Esse talvez seja o primeiro poema que expõe a mineração aurífera no Brasil de forma pormenorizada, propondo-se a responder questões prementes na época acerca do ouro americano e retificar imprecisões sobre o tema popularizadas pelo jesuíta francês François Antoine le Febvre no poema Aurum, de 1703. Para tal, o poeta não só se vale dos modelos da poesia didática como Ovídio, Horário e Virgílio, mas também remete a livros como De Revolutionibus Orbium Coelestium, de Copérnico, Opticks, de Newton, e outras obras contemporâneas que comprovam uma formação intelectual com o que havia de mais moderno em termos científicos no período, como a apreciação do modelo copernicano e cartesiano.
O poema traduzido do latim por Alexandra de Brito Mariano toma como base os belos manuscritos disponíveis na Biblioteca Brasiliana Guita e José Mindlin, da Universidade de São Paulo. A obra conta com um estudo amplo realizado pela tradutora, além de uma introdução de Vania Pinheiro Chaves, maior especialista viva em Basílio da Gama e professora da Universidade de Lisboa, e um posfácio da historiadora Junia Ferreira Furtado, professora da Universidade Federal de Minas Gerais (UFMG). Essa edição primorosa da Editora da USP, com reprodução parcial dos manuscritos e a inclusão de diversas figuras – entre elas, aliás, uma representação da disposição espacial da mineração, que serve de base para a bela capa feita por Gustavo Piqueira – mobiliza um esforço ultramarino para apresentar um dos grandes nomes da formação da nossa literatura, testemunha ocular da sociedade brasileira dos setecentos.
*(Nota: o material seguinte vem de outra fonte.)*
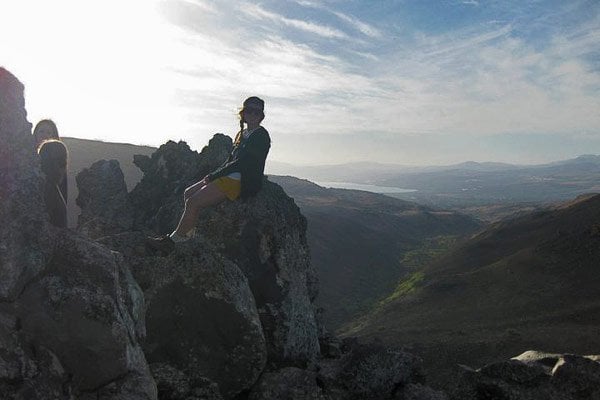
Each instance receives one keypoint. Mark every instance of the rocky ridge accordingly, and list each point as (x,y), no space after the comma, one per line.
(227,315)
Ao leitor contemporâneo, esse poema de linguagem clara, direta e legível revela sua atualidade ao colocar em seu centro o garimpo e a escravidão como elementos importantes para a compreensão do Brasil e de sua organização social. O processo de interiorização do Brasil, motivado pela busca de minerais raros, e os horrores da escravidão ressoam contemporâneos de muitos dilemas de nosso tempo. Por essa razão, este livro tem sua importância para além da história literária ou de especialistas em literatura, constituindo fonte interessante para historiadores, antropólogos, economistas, sociólogos e demais interessados na história e nos impasses do Brasil.
As Minas de Ouro do Brasil, de Basílio da Gama, tradução de Alexandra de Brito Mariano, Editora da USP (Edusp), 392 páginas, R$ 190,00
*João Victor Kosicki é doutorando em Sociologia pela Faculdade de Filosofia, Letras e Ciências Humanas (FFLCH) da USP.